Много веков назад политика возникла в античных полисах как инструмент повышения выживаемости сообщества: люди лишь стремились решать свои житейские, насущные проблемы. Очень показательно, что современные политические учения уже не направлены на решение подобных проблем, а увлекают к фактически иллюзорным целям вроде благоденствия всех людей на планете. Вектор развития политических идеологий оказался таким же, как и у религиозных учений: наиболее приспособленные стремятся к собственному выживанию, а вовсе не к выживанию сообществ их носителей. Вероятно, национализм несколько менее далек от «идеальной» идеологии, направленной прежде всего на выживание своих носителей — то, что он уступил место более успешным вселенским идеологиям вроде социализма или либерализма, которые могут иметь потенциально неограниченную аудиторию, говорит само за себя.

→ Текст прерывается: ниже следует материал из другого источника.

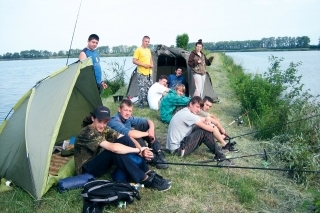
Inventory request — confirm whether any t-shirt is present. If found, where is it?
[148,82,168,110]
[74,125,120,174]
[198,110,209,118]
[168,74,187,89]
[133,47,152,75]
[166,107,200,150]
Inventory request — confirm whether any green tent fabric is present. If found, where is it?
[0,58,102,199]
[126,45,219,102]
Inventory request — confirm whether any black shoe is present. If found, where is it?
[222,142,238,152]
[150,151,169,169]
[148,170,171,184]
[141,172,171,191]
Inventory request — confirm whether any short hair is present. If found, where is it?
[159,75,168,80]
[120,98,133,108]
[142,36,150,40]
[88,34,99,41]
[174,83,186,93]
[188,96,203,107]
[196,39,203,46]
[203,96,213,104]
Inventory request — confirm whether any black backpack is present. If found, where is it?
[81,180,141,213]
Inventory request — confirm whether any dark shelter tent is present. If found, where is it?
[127,45,219,102]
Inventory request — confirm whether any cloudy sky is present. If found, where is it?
[0,0,320,54]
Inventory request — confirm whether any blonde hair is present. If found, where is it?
[174,83,186,93]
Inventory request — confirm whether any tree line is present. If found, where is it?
[0,34,320,60]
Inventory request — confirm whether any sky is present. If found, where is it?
[0,0,320,54]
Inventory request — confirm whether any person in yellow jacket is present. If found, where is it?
[132,36,153,108]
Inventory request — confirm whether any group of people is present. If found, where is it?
[74,34,237,191]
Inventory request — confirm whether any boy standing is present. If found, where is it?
[132,36,153,108]
[160,83,190,123]
[79,34,108,94]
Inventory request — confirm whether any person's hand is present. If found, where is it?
[101,81,108,89]
[204,117,211,125]
[141,147,154,161]
[148,129,156,143]
[220,127,226,135]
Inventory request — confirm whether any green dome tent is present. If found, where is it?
[0,58,102,200]
[127,45,219,102]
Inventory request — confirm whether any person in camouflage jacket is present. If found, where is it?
[74,106,171,190]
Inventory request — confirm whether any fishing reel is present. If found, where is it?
[235,118,244,126]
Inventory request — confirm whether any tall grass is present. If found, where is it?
[222,54,320,186]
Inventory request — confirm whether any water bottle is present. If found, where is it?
[118,200,127,209]
[130,183,144,190]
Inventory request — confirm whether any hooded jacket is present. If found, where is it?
[160,89,190,123]
[188,50,213,75]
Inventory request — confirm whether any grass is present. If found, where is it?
[0,54,312,213]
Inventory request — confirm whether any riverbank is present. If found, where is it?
[0,54,310,213]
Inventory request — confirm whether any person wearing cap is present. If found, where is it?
[74,106,171,191]
[108,99,168,169]
[79,34,108,94]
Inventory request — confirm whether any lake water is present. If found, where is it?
[227,51,320,98]
[0,57,135,124]
[0,51,320,124]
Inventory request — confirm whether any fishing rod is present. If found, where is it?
[228,111,249,126]
[66,0,82,66]
[225,114,320,143]
[158,162,320,173]
[198,149,287,163]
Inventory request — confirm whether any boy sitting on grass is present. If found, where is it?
[160,83,190,123]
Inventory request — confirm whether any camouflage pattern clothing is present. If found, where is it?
[138,73,153,108]
[74,125,120,174]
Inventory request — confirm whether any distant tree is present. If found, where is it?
[176,33,189,50]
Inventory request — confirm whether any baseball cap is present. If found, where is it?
[92,106,110,120]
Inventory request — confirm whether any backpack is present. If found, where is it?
[81,180,141,213]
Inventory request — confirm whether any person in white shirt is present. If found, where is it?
[148,75,169,110]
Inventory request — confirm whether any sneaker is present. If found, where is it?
[141,172,171,191]
[222,142,238,152]
[150,151,169,169]
[219,146,229,154]
[218,159,236,166]
[148,170,171,184]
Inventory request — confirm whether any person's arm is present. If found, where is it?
[132,58,150,68]
[79,51,87,61]
[147,120,156,142]
[204,54,214,66]
[100,141,148,154]
[107,117,130,135]
[128,129,149,138]
[150,51,153,68]
[195,118,214,132]
[188,52,198,68]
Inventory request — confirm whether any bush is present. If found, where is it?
[101,59,127,98]
[222,54,320,185]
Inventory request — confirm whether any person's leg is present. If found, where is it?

Каким же должно быть действительно полезное для общества политическое учение? Я не знаю ответа на этот вопрос, но могу высказать одно соображение — ему следует быть в хорошем смысле слова оппортунистическим: люди, разделяющие те или иные идеи, должны быть готовы отказаться от них, если выяснится, что их реализация ведет к исчезновению сообщества или что они строятся не на рациональном мышлении, а на психологически привлекательных «приманках». Нет никаких сомнений, что сплошь и рядом трудно отличить одного от другого — вот почему нельзя торопиться претворять в жизнь те или иные замыслы, базирующиеся на «достоверных» фактах. Еще несколько десятилетий назад даже самые просвещенные психиатры искренне верили в то, что гомосексуализм — болезнь, которую можно и нужно лечить, а большинство политиков и в наше время убеждены, что знают, как сделать мир лучше, пролив малую толику крови в качестве платы за благоденствие тех, кто останется в живых.

У Леонида Андреева есть рассказ о черте, которому наскучило творить зло и который обратился к священнику, чтобы тот научил его делать добро. Священник взялся ему помочь, но так ничему не выучил, поскольку у черта не было врожденного чувства добра и, механически выполняя заповеди, он лишь вредил окружающим. Умирая, священник оставил черту толстенную тетрадь, где постарался перечислить, как действовать в любых возможных ситуациях; черт сел над тетрадью и заплакал, потому что правила, оставленные ему добрым священником, противоречили одно другому. Все мы ежедневно оказываемся в положении этого черта: мы следуем догматическим правилам, которые навязывает нам культура, и принимаем их за проявления своей свободной воли и действия, продиктованные рассудком. Нам чертовски трудно отличить добро от зла, но мы постоянно должны этим заниматься.

Возможно, отсылка к старой максиме о том, что лишь сомнение есть основа познания, покажется очевидной и неоригинальной — но это единственное, что можно сказать о познании действительно достоверно. Идолы Ф. Бэкона продолжают оказывать влияние на наше представление о мире — и меметика продемонстрировала, что в действительности эти идолы отнюдь не статичные и безучастные наблюдатели: они сражаются за место в нашем сознании, они хотят жить настолько, что готовы конструировать для нас целые иллюзорные миры. И это хороший повод, чтобы раз и навсегда отбросить все, в чем мы уверены, все, что мы считаем своим credo. Ни одна идеология не достойна того, чтобы в нее верить, — и только постоянно подвергая сомнению не только пути достижения целей, но и сами цели, можно действительно заслужить звание человека разумного.